B.C. Air Quality

What Governments are Doing about Ozone Depletion

194 nations, including Canada, have signed an international agreement to end the production of chlorofluorocarbons (CFCs), halons and other ozone-depleting substances (ODS). The agreement is called the Montreal Protocol on Substances that Deplete the Ozone Layer (1987). The protocol has been amended several times, to speed up ODS phaseout dates and to include more types of ODS. 

The federal and provincial/territorial governments share responsibility for protecting the ozone layer. Under the Montreal Protocol, the federal government is responsible for controlling the import, manufacture, use, sale and export  of ODS. To meet these requirements, Canada has established:

For more information, see Environment Canada's Stratospheric Ozone website.

The provincial/territorial governments manage the use and handling of ODS. The B.C. Government passed the Ozone Depleting Substances Regulation in 1993 to control ODS stored in products and equipment, and encourage consumers and industry to use more environmentally safe alternatives.

In Schedule A of the regulation, Class I lists all CFCs and halons, as well as methyl chloroform and carbon tetrachloride. Class I substances are considered to have the most significant impact on ozone layer depletion. Class II of Schedule A lists all hydrochlorofluorocarbons (HCFCs), which are considered the “transitional” substances or alternatives to Class I substances. Both Class I and Class II are ozone-depleting substances.

The regulation was amended in November 1999, mainly to include other halocarbons as Class III substances — e.g., hydrofluorocarbons (HFCs) and perfluorocarbons (PFCs). The Class III substances do not contain chlorine or bromine atoms, so they don't deplete the ozone layer. However, they are considered potent greenhouse gases and have a significant global warming potential (GWP).

The amendments in 1999 also strengthened certain requirements, and the regulation was renamed the Ozone Depleting Substances and Other Halocarbons Regulation. The regulation was amended again in 2004, largely to implement Canada’s National Action Plan, which includes phaseout dates for Class I substances (Section 27 of the regulation). 

These amendments also included additional CFC-refill restrictions for the mobile and commercial refrigeration sectors, refill restrictions for halon fire extinguishers and revised seller take-back provisions for surplus CFC refrigerators. For more information and to download a copy of the regulation, see Amendments to the Ozone Depleting Substances and Other Halocarbons Regulation.

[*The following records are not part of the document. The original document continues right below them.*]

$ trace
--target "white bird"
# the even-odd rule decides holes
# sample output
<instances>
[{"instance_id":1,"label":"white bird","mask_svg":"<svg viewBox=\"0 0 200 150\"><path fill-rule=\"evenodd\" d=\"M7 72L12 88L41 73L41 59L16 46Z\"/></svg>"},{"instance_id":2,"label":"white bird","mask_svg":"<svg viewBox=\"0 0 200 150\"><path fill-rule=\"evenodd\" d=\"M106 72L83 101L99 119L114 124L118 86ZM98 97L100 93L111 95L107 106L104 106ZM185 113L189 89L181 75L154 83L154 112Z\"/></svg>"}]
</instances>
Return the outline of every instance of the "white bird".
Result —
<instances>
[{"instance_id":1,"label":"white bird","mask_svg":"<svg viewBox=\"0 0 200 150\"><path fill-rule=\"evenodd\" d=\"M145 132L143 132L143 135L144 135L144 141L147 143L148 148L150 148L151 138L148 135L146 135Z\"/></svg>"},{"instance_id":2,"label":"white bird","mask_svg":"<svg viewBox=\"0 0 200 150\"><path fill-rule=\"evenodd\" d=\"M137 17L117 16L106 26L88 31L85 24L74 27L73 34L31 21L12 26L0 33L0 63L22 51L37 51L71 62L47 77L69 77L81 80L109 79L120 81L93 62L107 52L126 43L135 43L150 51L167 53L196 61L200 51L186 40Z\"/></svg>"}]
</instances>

To make sure ODS are recovered correctly, technicians working with these chemicals must be an “approved person” as defined in the regulation. This includes having successfully completed an ODS environmental-awareness course approved by Environment Canada and the ministry. Technicians must also follow the procedures detailed in Environment Canada’s Environmental Code of Practice for Elimination of Fluorocarbon Emissions from Refrigeration and Air Conditioning Systems (PDF: 61 pages) and the Environmental Code of Practice for Halons.

B.C. no longer allows the recharging of a motor vehicle air conditioner (MVAC) with any Class I substance, e.g., CFC-12, the common refrigerant in older air conditioners. When vehicles are scrapped or their air conditioners are repaired, the ODS must be recovered safely, with no leaks. A Class II, III or other alternative substance must be used as the replacement refrigerant. Anyone servicing an MVAC system must have successfully completed an MVAC servicing-and-retrofitting course approved by the Ministry of Environment.